The red head nodded till its flying frazzles quivered like tongues of flame. Then it snuggled down on the broad breast, that moved rhythmically under it, and very soon the long lashes drooped to the flushed cheeks and Beezy was asleep.

Aunt Nancy had picked up Little Buck, but that young man had the limitations of his virtues. Being silent by nature he had not so much to keep him awake as the loquacious Beezy, and by the time his father on the other side of the hearth had dropped asleep and nearly fallen into the fire a couple of times, been sternly admonished by the grandmother, and gone to fling himself face down upon a bed in the corner, Little Buck was sounder asleep than his sister.

The old woman got up and carried her grandson to the bed, laid him down upon it and, taking basin and towel, proceeded to wipe the dusty small feet before she took off his minimum of clothing and pushed him in between the sheets.

"Minds me of a foot-washin' at Little Shiloh," she ruminated. "Here's me jest like the preacher and here's Little Buck gettin' all the sins of the day washed off at once."

She completed her task, and was taking Beezy from Creed's arms to lay her beside her brother on the bed, when a tap--tap--tapping, apparently upon the window shutter, brought them both to their feet, staring at each other with pale faces.

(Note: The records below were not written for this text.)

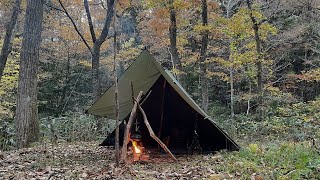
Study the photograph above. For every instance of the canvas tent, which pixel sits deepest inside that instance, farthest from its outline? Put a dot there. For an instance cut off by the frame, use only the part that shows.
(182, 117)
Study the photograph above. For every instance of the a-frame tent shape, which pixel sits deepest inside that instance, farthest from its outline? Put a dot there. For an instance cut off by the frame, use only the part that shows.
(181, 115)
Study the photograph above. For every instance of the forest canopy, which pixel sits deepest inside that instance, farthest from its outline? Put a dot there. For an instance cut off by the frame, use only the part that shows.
(252, 65)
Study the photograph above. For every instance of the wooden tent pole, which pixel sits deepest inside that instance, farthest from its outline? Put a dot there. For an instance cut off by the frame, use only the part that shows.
(126, 137)
(162, 107)
(152, 133)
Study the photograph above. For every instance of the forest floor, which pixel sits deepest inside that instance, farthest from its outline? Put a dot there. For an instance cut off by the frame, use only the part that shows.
(86, 160)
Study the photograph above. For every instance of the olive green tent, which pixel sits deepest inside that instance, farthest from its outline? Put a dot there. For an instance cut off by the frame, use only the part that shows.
(182, 117)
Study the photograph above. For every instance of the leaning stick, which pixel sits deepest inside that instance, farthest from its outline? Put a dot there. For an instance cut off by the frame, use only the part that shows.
(152, 133)
(133, 114)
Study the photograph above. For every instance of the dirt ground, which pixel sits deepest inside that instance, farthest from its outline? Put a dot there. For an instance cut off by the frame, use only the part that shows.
(86, 160)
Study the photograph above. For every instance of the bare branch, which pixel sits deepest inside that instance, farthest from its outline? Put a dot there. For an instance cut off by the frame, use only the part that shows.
(105, 30)
(75, 26)
(93, 34)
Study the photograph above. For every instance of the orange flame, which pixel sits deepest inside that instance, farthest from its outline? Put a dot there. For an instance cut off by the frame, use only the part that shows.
(136, 147)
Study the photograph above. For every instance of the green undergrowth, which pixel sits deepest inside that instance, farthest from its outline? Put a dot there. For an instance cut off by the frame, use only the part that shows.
(282, 161)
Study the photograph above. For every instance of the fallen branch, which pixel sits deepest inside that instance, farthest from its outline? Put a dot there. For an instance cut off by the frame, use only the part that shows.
(152, 133)
(126, 137)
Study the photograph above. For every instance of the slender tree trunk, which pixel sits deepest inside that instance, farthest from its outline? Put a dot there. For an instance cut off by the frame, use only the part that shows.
(248, 102)
(7, 45)
(232, 92)
(27, 127)
(173, 41)
(203, 56)
(116, 90)
(255, 27)
(95, 61)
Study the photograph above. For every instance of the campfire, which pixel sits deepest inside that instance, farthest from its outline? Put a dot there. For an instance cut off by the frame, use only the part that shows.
(137, 150)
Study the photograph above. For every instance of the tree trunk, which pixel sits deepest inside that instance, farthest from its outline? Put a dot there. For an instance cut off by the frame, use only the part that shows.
(255, 27)
(116, 90)
(7, 45)
(203, 56)
(173, 42)
(95, 61)
(27, 127)
(232, 92)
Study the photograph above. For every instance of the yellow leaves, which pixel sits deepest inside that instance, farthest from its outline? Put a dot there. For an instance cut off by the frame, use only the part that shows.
(267, 29)
(85, 63)
(223, 76)
(181, 4)
(254, 148)
(199, 28)
(311, 75)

"What's that?" breathed Nancy. "Hush--hit'll come again. Don't you answer for your life, Creed. Ef anybody speaks, let it be me."

Again the measured rap--rap--rap!

"You let my Nick in," murmured Beezy sleepily, and Creed laughed out in sudden relief. It was the wooden-legged rooster, coming across the little side porch and making his plea for admission as he stepped.

Something in the incident brought the situation of affairs home to Creed Bonbright as it had not been before.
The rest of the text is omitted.